В Марселе дождь. Час за часом мы ждем на огромном перроне. Мы с мамой не одни. На перронах толпится много народу с чемоданами и баулами. Ждем всю ночь. Холодный ветер продувает перрон, от дождя фонари в тумане. Люди спят на земле у своих чемоданов. Многие закутаны в накидки с эмблемой Красного Креста. Некоторые с детьми, те плачут, но быстро засыпают от усталости. Много мужчин в черном, это евреи, они без конца лопочут на своих языках. Лопочут и курят, сидя на чемоданах, и голоса отдаются странным гулким эхом в пустом вокзале.
Когда мы высадились в Марселе, незадолго до полуночи, нам никто ничего не сказал, но я услышала, как говорят друг другу люди на перроне: поезда на Тулон не будет до трех или четырех утра. Может быть, придется ждать на вокзале всю ночь, но какая разница? Время перестало для нас существовать. Мы в пути, мы уже так давно в пути, в мире, где не стало времени.
Тогда-то я и увидела его, на том же перроне, под большими круглыми часами, похожими на бледную луну. Он был на вокзале в Париже перед отправлением поезда — так давно, мне кажется, что с тех пор прошли недели. Он пробирался сквозь толпу, как раз когда поезд подъехал к перрону, с шипением выпуская клубы пара и скрежеща тормозами. Высокий, худой, кудрявый, с золотистой бородой, он очень походил на пастуха. Я тогда еще не знала, но его так и зовут: Жак Берже[8]. Вот я и прозвала его Пастушком.
Он пробирался сквозь толпу, ища что-то глазами — или кого-то, родственника, друга, может быть. Поравнявшись со мной, он вдруг задержал на мне взгляд, так надолго, что я отвела глаза и, чтобы он не увидел, как я покраснела, нагнулась к чемодану, будто бы хотела что-то достать.
Я забыла о нем… нет, не совсем забыла, но в поезде, из-за стука колес и тряски, из-за мамы, которая спала, как больной ребенок, на полу у двери туалета, я просто не могла думать ни о ком. Боже мой! Я ненавижу дорогу! Как можно ехать на поезде или плыть на корабле ради удовольствия? Я бы хотела всю жизнь просидеть на одном месте, день за днем смотреть на облака, на птиц, мечтать. И вот на другом конце перрона, как и в Париже, тот самый Пастушок стоит, словно ждет кого-то, родственника или друга. Даже с такого расстояния я вижу его взгляд в тени глазниц.

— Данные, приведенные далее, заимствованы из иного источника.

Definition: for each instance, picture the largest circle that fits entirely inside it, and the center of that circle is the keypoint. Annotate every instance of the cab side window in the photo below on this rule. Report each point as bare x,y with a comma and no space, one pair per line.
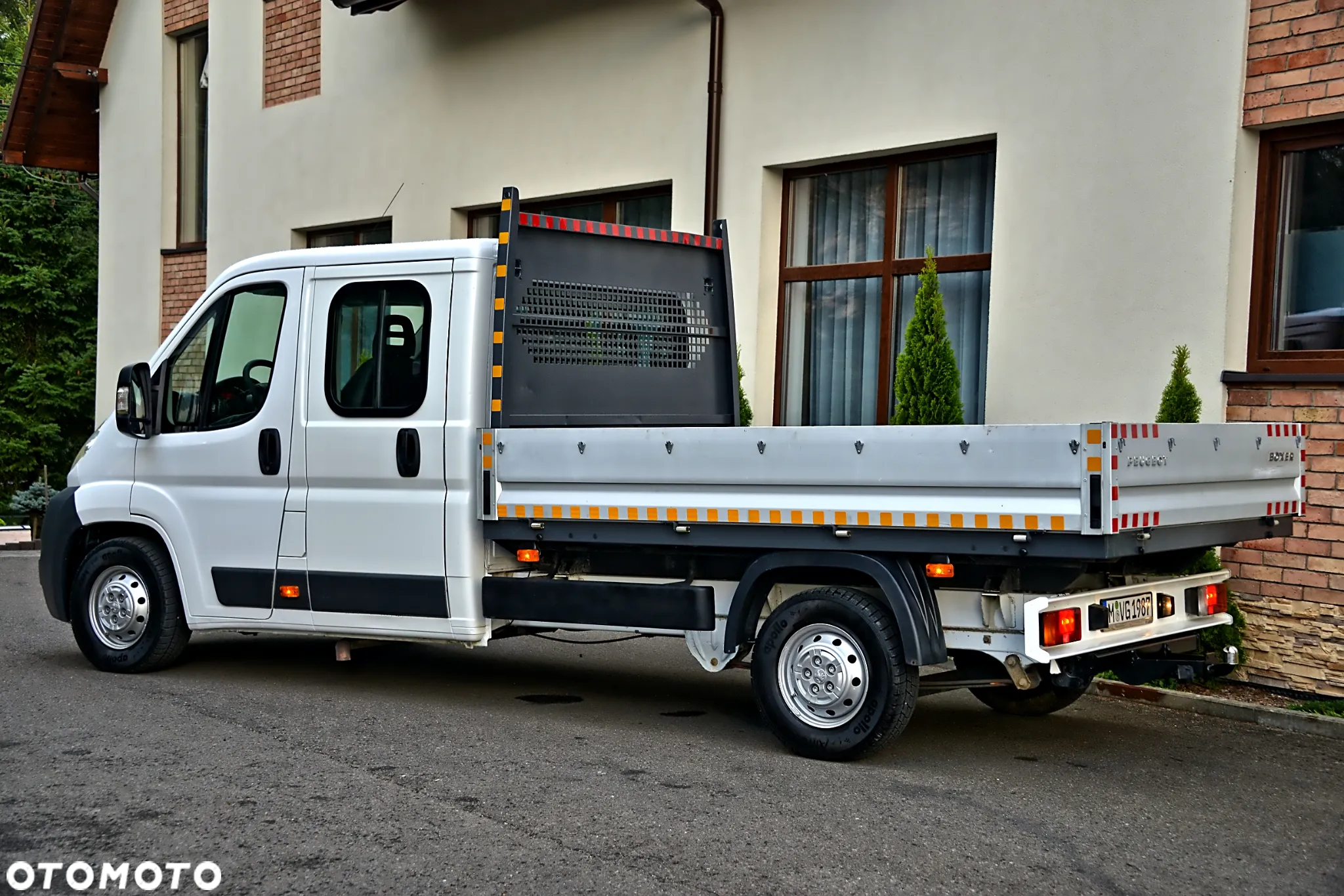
377,336
220,374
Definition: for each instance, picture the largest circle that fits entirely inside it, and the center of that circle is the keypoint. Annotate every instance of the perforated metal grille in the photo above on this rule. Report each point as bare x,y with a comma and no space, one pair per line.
610,325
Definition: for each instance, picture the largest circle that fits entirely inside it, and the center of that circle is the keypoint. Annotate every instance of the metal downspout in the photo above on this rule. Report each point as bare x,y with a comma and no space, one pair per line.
714,127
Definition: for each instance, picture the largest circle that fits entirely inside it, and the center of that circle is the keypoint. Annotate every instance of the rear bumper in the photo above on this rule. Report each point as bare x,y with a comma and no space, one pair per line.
58,529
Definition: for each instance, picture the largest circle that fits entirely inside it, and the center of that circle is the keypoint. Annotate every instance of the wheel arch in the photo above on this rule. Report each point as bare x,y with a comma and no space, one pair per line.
908,596
88,538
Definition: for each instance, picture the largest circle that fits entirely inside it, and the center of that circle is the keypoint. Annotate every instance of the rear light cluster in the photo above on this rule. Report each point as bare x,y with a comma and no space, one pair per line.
1206,600
1060,626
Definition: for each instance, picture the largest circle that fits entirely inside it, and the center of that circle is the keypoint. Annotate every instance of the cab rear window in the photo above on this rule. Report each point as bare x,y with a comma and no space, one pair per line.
375,348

Коль скоро ждать придется всю ночь, надо как-то устроиться. Я положила оба чемодана плашмя, и мама прилегла на них, сидя на земле. Я тоже сейчас прилягу. Когда же все это кончится? Мне кажется, что я в пути всегда, с самого рождения, в поездах, в автобусах, на горных тропах, и так всю жизнь — Ницца, Сен-Мартен, Фестиона, снова Ницца, Орлеан, Париж, до конца войны. Там, в Париже, я поняла, что так и буду всегда в пути и нигде не найду покоя. Если бы я могла не думать больше о Сен-Мартене, о Бертемоне. Мама сказала однажды, что эти названия прокляты и нельзя их произносить. Даже мысленно.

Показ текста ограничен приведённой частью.